Department of Health and Human Services
Federal Register publication date: March 27, 2012
Final rule, Interim final rule.
Excerpts from pages 34-37
Summary of Regulatory Changes
If the Exchange is an independent State agency or not-for-profit entity established by the State, we proposed that its governing board meet the standards outlined in §155.110(c)(1) through §155.110(c)(4) of the proposed rule, which included: the Exchange accountability structure must be administered under a formal, publicly-adopted operating charter or by-laws; the Exchange board must hold regular public meetings; representatives of health insurance issuers, agents, brokers, or other individuals licensed to sell health insurance may not constitute a majority of the governing board; and, all members of the governing board must meet conflict of interest and qualifications standards.
Several commenters urged HHS to apply conflict of interest standards to eligible contracting entities.
Response: We generally defer to States to establish conflict of interest standards for eligible contracting entities beyond the prohibition of health insurance issuers being eligible contracting entities, as established in section 1311(f)(3) of the Affordable Care Act and codified in §155.110(a)(1)(iii). We believe that many States have existing conflict of interest laws, have appropriate expertise in this area, and can support Exchanges in the development of conflict of interest standards for such entities.

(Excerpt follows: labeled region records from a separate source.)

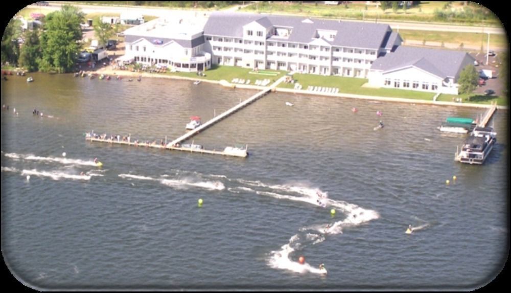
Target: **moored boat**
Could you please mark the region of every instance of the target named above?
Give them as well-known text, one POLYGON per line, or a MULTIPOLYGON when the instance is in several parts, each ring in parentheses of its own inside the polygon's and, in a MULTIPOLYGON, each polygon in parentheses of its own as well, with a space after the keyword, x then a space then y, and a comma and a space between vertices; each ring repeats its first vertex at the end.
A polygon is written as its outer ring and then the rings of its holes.
POLYGON ((192 116, 190 117, 190 122, 186 126, 187 130, 193 130, 198 127, 201 125, 200 117, 198 116, 192 116))
POLYGON ((461 163, 482 165, 493 149, 497 142, 496 135, 491 127, 475 127, 454 160, 461 163))

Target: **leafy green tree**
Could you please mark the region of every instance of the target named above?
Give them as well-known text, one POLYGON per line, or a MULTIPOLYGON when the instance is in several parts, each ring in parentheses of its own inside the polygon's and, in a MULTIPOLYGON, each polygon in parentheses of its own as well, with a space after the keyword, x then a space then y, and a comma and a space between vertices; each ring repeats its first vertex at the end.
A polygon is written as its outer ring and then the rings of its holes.
POLYGON ((380 1, 380 3, 381 4, 382 10, 384 12, 391 7, 390 1, 380 1))
POLYGON ((25 42, 21 47, 19 54, 19 65, 29 71, 37 71, 41 59, 41 44, 39 40, 39 30, 34 28, 25 33, 25 42))
POLYGON ((399 8, 399 1, 392 1, 392 11, 394 13, 397 12, 399 8))
POLYGON ((18 38, 21 36, 21 21, 11 19, 7 24, 2 37, 2 63, 8 62, 17 64, 19 57, 19 44, 18 38))
POLYGON ((80 24, 84 18, 83 13, 78 8, 69 5, 64 5, 60 10, 47 16, 40 39, 40 70, 62 73, 73 69, 80 52, 78 42, 82 39, 80 24))
POLYGON ((479 80, 479 74, 476 70, 475 66, 469 64, 465 66, 459 74, 459 79, 458 79, 458 87, 460 94, 470 94, 477 87, 477 81, 479 80))
POLYGON ((113 35, 113 30, 110 24, 103 22, 100 19, 98 22, 98 24, 94 26, 95 35, 100 44, 106 45, 108 39, 113 35))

Commenters suggested broadening the list of groups identified as having a conflict of interest in proposed §155.110(c)(3)(ii) to include: health care providers; anyone with a financial interest; anyone with a spouse or immediate family with a conflict of interest; major vendors, subcontractors, or other financial partners of conflicted parties; members of health trade associations and providers; and, health information technology companies. Commenters recommended that such groups be limited or prohibited from participation in an Exchange. Other commenters recommended that individuals with ties to the insurance industry participate through technical panel or advisory group instead of through board membership.
Response: As proposed, §155.110(c)(3)(ii) ensures as a minimum standard that the groups with the most direct conflict of interest cannot form a majority of voting members on a governing board. We believe that further definition of conflict of interest may create inconsistencies with State law and other existing State standards, but note that Exchanges may expand the list or further define conflict of interest. For example, a State may elect to prohibit any conflicted members from serving on the board.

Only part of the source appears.